How is the spontaneity of an exothermic reaction changed when temperature is decreased? Assuming the entropy is negative.
Using Gibbs free energy equation, $\Delta G=\Delta H-T\Delta S$, $\Delta G$ should become less negative as temperature is decreased meaning the reaction is less spontaneous. However, using Le Chatelier's principle, as temperature decreases the reaction should shift towards the right towards the products, becoming more spontaneous.
What's wrong here?
The key is $\Delta G = -RT \ln K$.
The $T$ specifically is causing your reasoning to be flawed, as it complicates the link between temperature dependence of the equilibrium constant and $\Delta G$.

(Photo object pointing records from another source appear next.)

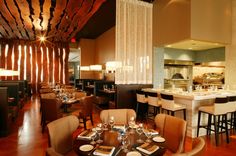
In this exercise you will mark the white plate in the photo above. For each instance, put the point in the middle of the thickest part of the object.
(133, 153)
(86, 148)
(158, 139)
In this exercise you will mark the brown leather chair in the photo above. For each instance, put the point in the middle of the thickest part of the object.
(86, 112)
(121, 116)
(50, 110)
(60, 136)
(173, 129)
(197, 150)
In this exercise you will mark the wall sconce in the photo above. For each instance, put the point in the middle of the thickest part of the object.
(4, 72)
(84, 68)
(113, 65)
(96, 67)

$-RT \ln K = \Delta H-T\Delta S$
$-R \ln K = \frac{\Delta H}{T}-\Delta S$
In this form you can see that (at least to the extent that $\Delta H$ and $\Delta S$ are temperature independent), the sign of $\Delta H$ (meaning whether the reaction is endothermic or exothermic) determines whether or not temperature change favors the forward or the reverse reaction. You can also see that the sign of $\Delta S$ is irrelavent.
For an exothermic reaction, $\Delta H$ is negative. If $T$ decreases, $\frac{\Delta H}{T}$ and becomes a larger magnitude negative number, $-R\ln K$ decreases, $R\ln K$ increases therefore $K$ increases and the reaction shifts forward.